If you work with Copilot agents, custom skills, or MCP servers, this is worth a look. Let me walk you through what it does and why I think it’s a solid step forward.

What is agent finder?

Agent finder is GitHub’s implementation of the Agentic Resource Discovery (ARD) specification — an open standard developed in collaboration with Google, GoDaddy, Hugging Face, and Microsoft.

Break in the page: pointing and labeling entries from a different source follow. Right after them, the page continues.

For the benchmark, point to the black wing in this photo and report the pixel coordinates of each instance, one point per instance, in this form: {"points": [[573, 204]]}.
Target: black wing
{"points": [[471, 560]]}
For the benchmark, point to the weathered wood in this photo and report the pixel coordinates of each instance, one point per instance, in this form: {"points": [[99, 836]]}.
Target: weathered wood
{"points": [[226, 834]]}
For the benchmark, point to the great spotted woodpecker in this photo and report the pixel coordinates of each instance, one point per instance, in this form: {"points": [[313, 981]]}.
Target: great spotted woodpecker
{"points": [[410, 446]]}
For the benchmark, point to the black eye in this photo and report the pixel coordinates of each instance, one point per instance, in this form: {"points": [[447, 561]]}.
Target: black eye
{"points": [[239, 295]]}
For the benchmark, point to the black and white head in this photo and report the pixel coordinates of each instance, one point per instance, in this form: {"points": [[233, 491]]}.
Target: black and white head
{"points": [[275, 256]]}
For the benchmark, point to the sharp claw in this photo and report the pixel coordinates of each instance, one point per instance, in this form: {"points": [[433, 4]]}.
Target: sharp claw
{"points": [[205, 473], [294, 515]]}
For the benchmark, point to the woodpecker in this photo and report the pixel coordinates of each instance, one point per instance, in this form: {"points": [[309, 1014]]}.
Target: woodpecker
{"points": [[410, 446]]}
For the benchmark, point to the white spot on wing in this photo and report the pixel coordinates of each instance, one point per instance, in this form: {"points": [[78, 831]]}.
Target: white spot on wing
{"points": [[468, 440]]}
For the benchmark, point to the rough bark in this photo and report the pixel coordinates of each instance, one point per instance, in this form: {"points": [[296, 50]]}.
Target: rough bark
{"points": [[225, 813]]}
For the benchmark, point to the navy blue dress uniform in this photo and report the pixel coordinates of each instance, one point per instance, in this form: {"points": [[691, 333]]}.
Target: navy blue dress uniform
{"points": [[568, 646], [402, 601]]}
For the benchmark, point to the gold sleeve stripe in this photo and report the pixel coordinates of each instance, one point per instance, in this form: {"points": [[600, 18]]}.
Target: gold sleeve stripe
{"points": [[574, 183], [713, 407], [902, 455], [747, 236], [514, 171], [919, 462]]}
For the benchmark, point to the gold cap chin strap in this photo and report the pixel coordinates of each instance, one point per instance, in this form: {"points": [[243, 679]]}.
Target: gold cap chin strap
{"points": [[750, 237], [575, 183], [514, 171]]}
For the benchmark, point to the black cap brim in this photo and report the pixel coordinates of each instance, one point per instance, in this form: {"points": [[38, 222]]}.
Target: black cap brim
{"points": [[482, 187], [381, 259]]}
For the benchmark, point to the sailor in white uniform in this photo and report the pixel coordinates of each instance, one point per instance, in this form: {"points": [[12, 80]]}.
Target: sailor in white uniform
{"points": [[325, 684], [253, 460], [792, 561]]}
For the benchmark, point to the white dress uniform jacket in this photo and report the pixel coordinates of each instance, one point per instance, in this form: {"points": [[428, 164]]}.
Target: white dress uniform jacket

Here’s the core idea: instead of manually configuring which MCP servers, agents, skills, or tools an agent should use (and loading all of them into the context window upfront), Copilot can now search for what it needs when a task comes in.

Agent Finder catalog

You describe a task. Agent finder searches an index of available AI resources. Copilot gets a ranked list of matches and pulls in only what the work actually calls for.

In practice, this means:

  • Less context window bloat — no more “carry every tool just in case” configurations
  • On-demand discovery — the agent loads capabilities when the task requires them, not at session start
  • Ranked recommendations — the best options surface first, so you know what to install

The spec is open, so any registry or AI client can adopt the same discovery model. That’s a nice long-term play — no vendor lock-in on the resource catalog side.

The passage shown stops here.